Download Free Regional Conference Series In Applied Mathematics Book in PDF and EPUB Free Download. You can read online Regional Conference Series In Applied Mathematics and write the review.

This graduate-level textbook appeals to readers interested in the mathematical theory of disease transmission models. It is self-contained and accessible to readers who are comfortable with calculus, elementary differential equations, and linear algebra. The book provides insight into modeling cross-immunity between different disease strains (such as influenza) and the synergistic interactions between multiple diseases (e.g., HIV and tuberculosis); diseases transmitted by viral agents, bacteria, and vectors (e.g., mosquitos transmitting malaria to humans); and both epidemic and endemic disease occurrences.
Wavelets are a mathematical development that may revolutionize the world of information storage and retrieval according to many experts. They are a fairly simple mathematical tool now being applied to the compression of data--such as fingerprints, weather satellite photographs, and medical x-rays--that were previously thought to be impossible to condense without losing crucial details. This monograph contains 10 lectures presented by Dr. Daubechies as the principal speaker at the 1990 CBMS-NSF Conference on Wavelets and Applications. The author has worked on several aspects of the wavelet transform and has developed a collection of wavelets that are remarkably efficient.
Explores modern topics in graph theory and its applications to problems in transportation, genetics, pollution, perturbed ecosystems, urban services, and social inequalities. The author presents both traditional and relatively atypical graph-theoretical topics to best illustrate applications.
Covers key recent advances in combinatorial algorithms.
Presents a coherent body of theory for the derivation of the sampling distributions of a wide range of test statistics. Emphasis is on the development of practical techniques. A unified treatment of the theory was attempted, e.g., the author sought to relate the derivations for tests on the circle and the two-sample problem to the basic theory for the one-sample problem on the line. The Markovian nature of the sample distribution function is stressed, as it accounts for the elegance of many of the results achieved, as well as the close relation with parts of the theory of stochastic processes.
This second edition provides much-needed updates to the original volume. Like the first edition, it emphasizes the ideas behind the algorithms as well as their theoretical foundations and properties, rather than focusing strictly on computational details; at the same time, this new version is now largely self-contained and includes essential proofs. Additions have been made to almost every chapter, including an introduction to the theory of inexact Newton methods, a basic theory of continuation methods in the setting of differentiable manifolds, and an expanded discussion of minimization methods. New information on parametrized equations and continuation incorporates research since the first edition.
Studies two algorithms in detail: the ellipsoid method and the simultaneous diophantine approximation method.
Topics include: ways modern statistical procedures can yield estimates of pi more precisely than the original Buffon procedure traditionally used; the question of density and measure for random geometric elements that leave probability and expectation statements invariant under translation and rotation; the number of random line intersections in a plane and their angles of intersection; developments due to W.L. Stevens's ingenious solution for evaluating the probability that n random arcs of size a cover a unit circumference completely; the development of M.W. Crofton's mean value theorem and its applications in classical problems; and an interesting problem in geometrical probability presented by a karyograph.

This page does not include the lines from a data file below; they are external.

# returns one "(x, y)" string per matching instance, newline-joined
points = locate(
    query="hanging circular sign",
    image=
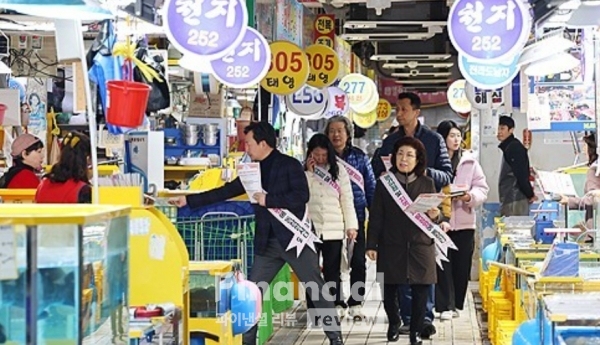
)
(490, 30)
(288, 70)
(359, 88)
(384, 110)
(324, 65)
(487, 75)
(206, 28)
(306, 101)
(337, 103)
(457, 99)
(365, 121)
(247, 64)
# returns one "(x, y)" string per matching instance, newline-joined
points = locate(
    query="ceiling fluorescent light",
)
(416, 64)
(409, 57)
(588, 14)
(424, 81)
(554, 64)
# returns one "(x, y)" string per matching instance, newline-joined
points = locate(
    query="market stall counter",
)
(49, 259)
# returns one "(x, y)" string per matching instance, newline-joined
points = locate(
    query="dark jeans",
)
(405, 303)
(306, 267)
(332, 261)
(453, 281)
(418, 307)
(358, 264)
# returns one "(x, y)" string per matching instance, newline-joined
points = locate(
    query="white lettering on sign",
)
(191, 10)
(472, 16)
(223, 8)
(504, 12)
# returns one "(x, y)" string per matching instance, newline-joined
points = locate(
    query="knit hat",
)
(22, 143)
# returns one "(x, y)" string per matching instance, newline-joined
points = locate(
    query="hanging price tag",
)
(324, 65)
(289, 69)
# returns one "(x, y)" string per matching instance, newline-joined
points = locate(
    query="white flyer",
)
(425, 202)
(8, 251)
(249, 174)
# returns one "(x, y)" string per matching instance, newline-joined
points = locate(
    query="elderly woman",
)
(405, 254)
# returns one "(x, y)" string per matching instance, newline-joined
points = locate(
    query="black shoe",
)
(415, 339)
(336, 341)
(393, 332)
(428, 331)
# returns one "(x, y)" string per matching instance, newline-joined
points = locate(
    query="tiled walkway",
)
(460, 331)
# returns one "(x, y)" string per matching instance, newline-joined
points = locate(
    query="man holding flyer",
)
(283, 231)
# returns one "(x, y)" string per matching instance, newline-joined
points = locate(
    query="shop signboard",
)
(288, 70)
(325, 30)
(247, 64)
(324, 66)
(490, 30)
(487, 75)
(205, 28)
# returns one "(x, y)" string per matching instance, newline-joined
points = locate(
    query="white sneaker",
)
(446, 315)
(356, 312)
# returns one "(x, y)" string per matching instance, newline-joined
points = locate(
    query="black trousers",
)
(419, 294)
(358, 264)
(332, 262)
(453, 281)
(306, 267)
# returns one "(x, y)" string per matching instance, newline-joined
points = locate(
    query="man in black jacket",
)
(286, 187)
(514, 189)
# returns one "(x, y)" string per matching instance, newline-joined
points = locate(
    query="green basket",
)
(282, 304)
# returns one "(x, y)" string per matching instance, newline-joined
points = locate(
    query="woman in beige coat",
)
(331, 209)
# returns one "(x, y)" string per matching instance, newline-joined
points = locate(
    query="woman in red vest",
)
(68, 182)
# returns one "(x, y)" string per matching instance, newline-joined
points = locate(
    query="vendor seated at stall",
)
(68, 181)
(591, 187)
(28, 155)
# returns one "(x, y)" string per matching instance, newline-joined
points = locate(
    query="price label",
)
(457, 97)
(307, 101)
(324, 65)
(288, 71)
(384, 110)
(360, 90)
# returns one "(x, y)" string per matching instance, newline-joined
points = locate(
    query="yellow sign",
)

Studies of complexity, singularity, and anomaly using nonlocal continuum models are steadily gaining popularity. This monograph provides an introduction to basic analytical, computational, and modeling issues and to some of the latest developments in these areas. Nonlocal Modeling, Analysis, and Computation includes motivational examples of nonlocal models, basic building blocks of nonlocal vector calculus, elements of theory for well-posedness and nonlocal spaces, connections to and coupling with local models, convergence and compatibility of numerical approximations, and various applications, such as nonlocal dynamics of anomalous diffusion and nonlocal peridynamic models of elasticity and fracture mechanics. A particular focus is on nonlocal systems with a finite range of interaction to illustrate their connection to local partial differential equations and fractional PDEs. These models are designed to represent nonlocal interactions explicitly and to remain valid for complex systems involving possible singular solutions and they have the potential to be alternatives for as well as bridges to existing models. The author discusses ongoing studies of nonlocal models to encourage the discovery of new mathematical theory for nonlocal continuum models and offer new perspectives on traditional models, analytical techniques, and algorithms.
This text presents a new approach to analysing initial-boundary value problems for integrable partial differential equations.